Он вытащил из носа огромную козявку; не торопясь, обстоятельно вытер палец о штаны. Лита брезгливо отвернулась. Ее муж, коротышка Ганс, подтолкнул повелителя в спину: давай-ка поторапливайся, ты, горшок с кашей, не будешь по ночам чужих жен умыкать.
«Да разве ж я умыкал? — Бо легко читал его мысли. На то он и повелитель. — Это бродяги-отшельники, они, да, умыкают; не то чтобы очень часто — в последнее время их чего-то и вовсе не видать, но случается. Вон в прошлом году забрел один, так красавицу Норку только и видели. Охмурил и глазом не моргнул. Хорошо, Гвирнус в лесу на них наткнулся. Отбил Норку, а ему вместо благодарности чуть голову не оторвали, разве ж это по-людски?»
Ганс остановился. За ним остановились и другие.
— Здесь? — показал он на росшую во дворе горшечника Гея разлапистую сосенку.
— Хлипкая больно, — проворчал Питер Бревно, — разве ж этакого верзилу выдержит?
Он поправил сползший с плеча моток веревки.
— Пожалуй, — согласился Ганс, хмуро взглянув на толпившихся вокруг сельчан. «Ишь сколько собралось. Даже старуха Гергамора приковыляла. Им что — одно развлечение повелителя вешать, а мне?..» Ганс осторожно потрогал распухшее, изрядно покрасневшее ухо: «Погорячился малость. Надо же! От повелителя схлопотал, чтоб его!»
— Извини, — сказал без выражения Бо.
«Уж и подумать ничего нельзя», — вздохнул Ганс.
Рассвело. В тусклом небе Подножия закурчавились розовые, как щеки младенца, облака. Запели птицы. Закурились над хижинами дымки. Около покосившегося забора справлял свои собачьи дела ободранный пес Вирта.
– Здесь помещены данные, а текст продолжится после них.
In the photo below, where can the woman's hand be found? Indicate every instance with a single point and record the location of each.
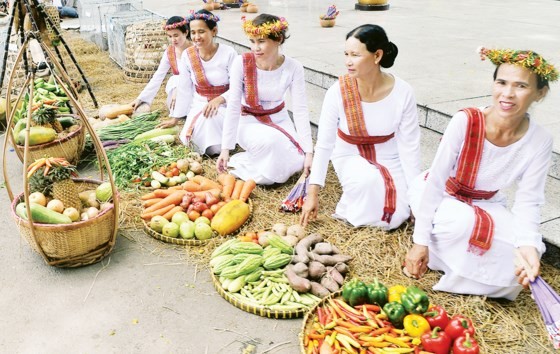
(168, 123)
(307, 164)
(211, 109)
(221, 163)
(531, 257)
(416, 261)
(310, 206)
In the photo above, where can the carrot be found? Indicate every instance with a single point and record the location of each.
(174, 198)
(150, 202)
(206, 183)
(151, 195)
(229, 184)
(248, 187)
(171, 212)
(237, 189)
(191, 186)
(161, 211)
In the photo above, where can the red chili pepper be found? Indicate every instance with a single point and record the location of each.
(458, 326)
(436, 341)
(437, 317)
(465, 345)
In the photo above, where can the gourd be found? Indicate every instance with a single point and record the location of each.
(230, 217)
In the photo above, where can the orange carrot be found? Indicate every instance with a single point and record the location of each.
(229, 184)
(171, 212)
(174, 198)
(161, 211)
(237, 189)
(191, 186)
(248, 187)
(206, 183)
(150, 202)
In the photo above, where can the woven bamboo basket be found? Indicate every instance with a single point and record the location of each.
(70, 147)
(145, 43)
(260, 310)
(191, 242)
(71, 245)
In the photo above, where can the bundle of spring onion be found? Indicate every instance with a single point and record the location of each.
(130, 128)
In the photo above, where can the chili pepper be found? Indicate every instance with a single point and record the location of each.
(437, 317)
(436, 341)
(415, 300)
(416, 325)
(355, 292)
(394, 293)
(458, 325)
(465, 345)
(395, 312)
(377, 293)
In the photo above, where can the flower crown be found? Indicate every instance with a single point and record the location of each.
(206, 17)
(266, 29)
(174, 25)
(525, 58)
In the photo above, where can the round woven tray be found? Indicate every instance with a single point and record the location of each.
(256, 310)
(190, 242)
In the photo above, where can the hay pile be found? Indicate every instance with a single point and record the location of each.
(502, 326)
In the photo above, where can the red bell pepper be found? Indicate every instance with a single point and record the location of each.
(437, 317)
(465, 345)
(458, 325)
(436, 341)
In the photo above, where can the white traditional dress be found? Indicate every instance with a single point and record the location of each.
(199, 82)
(364, 187)
(168, 61)
(445, 224)
(257, 120)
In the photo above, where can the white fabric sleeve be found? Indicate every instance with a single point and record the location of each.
(326, 136)
(529, 196)
(233, 110)
(444, 161)
(150, 91)
(299, 108)
(408, 139)
(185, 89)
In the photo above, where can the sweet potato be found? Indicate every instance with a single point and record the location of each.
(299, 284)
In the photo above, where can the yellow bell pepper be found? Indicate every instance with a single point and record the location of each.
(394, 293)
(415, 325)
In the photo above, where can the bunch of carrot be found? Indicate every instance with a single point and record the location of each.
(338, 327)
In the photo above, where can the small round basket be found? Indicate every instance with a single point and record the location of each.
(72, 245)
(260, 310)
(70, 147)
(191, 242)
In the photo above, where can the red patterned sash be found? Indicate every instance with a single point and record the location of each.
(462, 185)
(252, 99)
(366, 144)
(172, 57)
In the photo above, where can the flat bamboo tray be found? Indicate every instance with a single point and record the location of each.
(260, 310)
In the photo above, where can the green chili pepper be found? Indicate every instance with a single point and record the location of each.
(355, 292)
(415, 300)
(377, 293)
(395, 312)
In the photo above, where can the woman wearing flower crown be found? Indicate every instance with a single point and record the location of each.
(177, 30)
(369, 130)
(463, 226)
(256, 119)
(203, 85)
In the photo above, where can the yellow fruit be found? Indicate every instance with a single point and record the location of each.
(230, 217)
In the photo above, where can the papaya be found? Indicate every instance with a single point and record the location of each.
(230, 217)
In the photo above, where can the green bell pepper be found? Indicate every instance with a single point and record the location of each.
(395, 312)
(377, 293)
(355, 292)
(415, 300)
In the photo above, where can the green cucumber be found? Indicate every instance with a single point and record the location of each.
(42, 214)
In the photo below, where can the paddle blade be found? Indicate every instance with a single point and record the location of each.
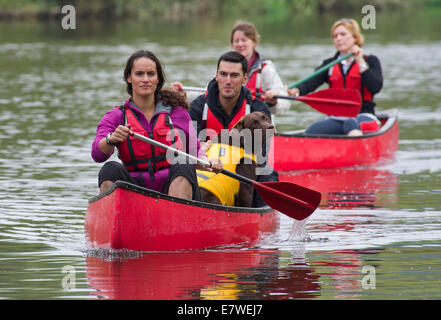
(334, 102)
(288, 198)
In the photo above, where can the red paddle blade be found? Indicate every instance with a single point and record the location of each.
(288, 198)
(334, 102)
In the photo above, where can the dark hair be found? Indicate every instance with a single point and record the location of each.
(148, 55)
(234, 57)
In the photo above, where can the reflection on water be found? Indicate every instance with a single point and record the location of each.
(349, 187)
(55, 88)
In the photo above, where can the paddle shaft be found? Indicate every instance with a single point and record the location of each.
(322, 69)
(320, 100)
(198, 89)
(256, 184)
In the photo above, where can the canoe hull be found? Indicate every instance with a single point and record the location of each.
(134, 218)
(301, 152)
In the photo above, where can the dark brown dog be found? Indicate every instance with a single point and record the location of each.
(257, 123)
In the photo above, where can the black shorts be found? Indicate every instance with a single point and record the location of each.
(113, 171)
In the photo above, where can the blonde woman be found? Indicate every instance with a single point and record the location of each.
(361, 72)
(263, 79)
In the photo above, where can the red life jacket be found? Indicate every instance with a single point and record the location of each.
(138, 155)
(254, 82)
(210, 121)
(352, 80)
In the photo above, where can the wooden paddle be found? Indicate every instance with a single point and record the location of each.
(322, 69)
(333, 102)
(288, 198)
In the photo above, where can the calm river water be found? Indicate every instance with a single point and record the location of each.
(377, 234)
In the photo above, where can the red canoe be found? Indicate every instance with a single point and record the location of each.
(130, 217)
(298, 151)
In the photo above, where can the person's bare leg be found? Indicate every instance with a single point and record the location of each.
(105, 185)
(181, 188)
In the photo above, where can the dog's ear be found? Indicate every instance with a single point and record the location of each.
(239, 124)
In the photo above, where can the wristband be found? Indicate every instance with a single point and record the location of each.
(110, 142)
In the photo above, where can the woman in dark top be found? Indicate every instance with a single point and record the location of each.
(360, 72)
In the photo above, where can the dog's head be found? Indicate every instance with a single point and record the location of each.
(251, 127)
(254, 121)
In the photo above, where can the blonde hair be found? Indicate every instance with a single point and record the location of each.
(352, 26)
(248, 29)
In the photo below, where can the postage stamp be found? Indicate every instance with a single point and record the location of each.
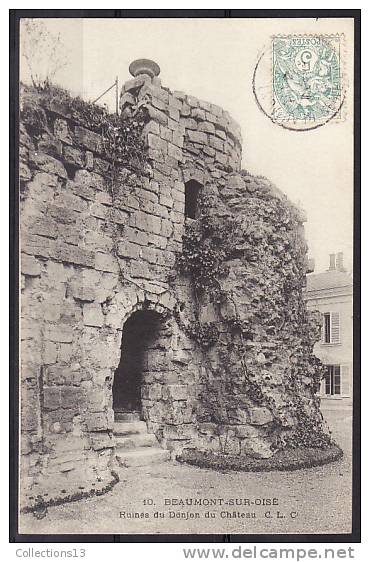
(306, 78)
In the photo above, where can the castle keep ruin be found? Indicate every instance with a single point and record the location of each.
(164, 293)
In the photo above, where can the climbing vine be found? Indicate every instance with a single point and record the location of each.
(264, 243)
(122, 138)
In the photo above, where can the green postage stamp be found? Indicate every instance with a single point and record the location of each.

С год прожил у сапожника, пока тот не помер. И нет чтоб на охоте — прямо в собственной постели. То ли грибами отравился, то ли еще чем. Только по вою пса и поняли — неладно дело. Пришли, а в хижине вонища — не продохнуть. Ну и Вирт лежит. Оскалился. Лицо мухами облеплено, язык изо рта вывалился, весь синий. А на табуретке башмак совсем новехонький стоит. На левую ногу. Питеру же и делал. Наверное, все перед смертью любовался. Жалко, что на правую не успел. Башмак-то был ого-го-го!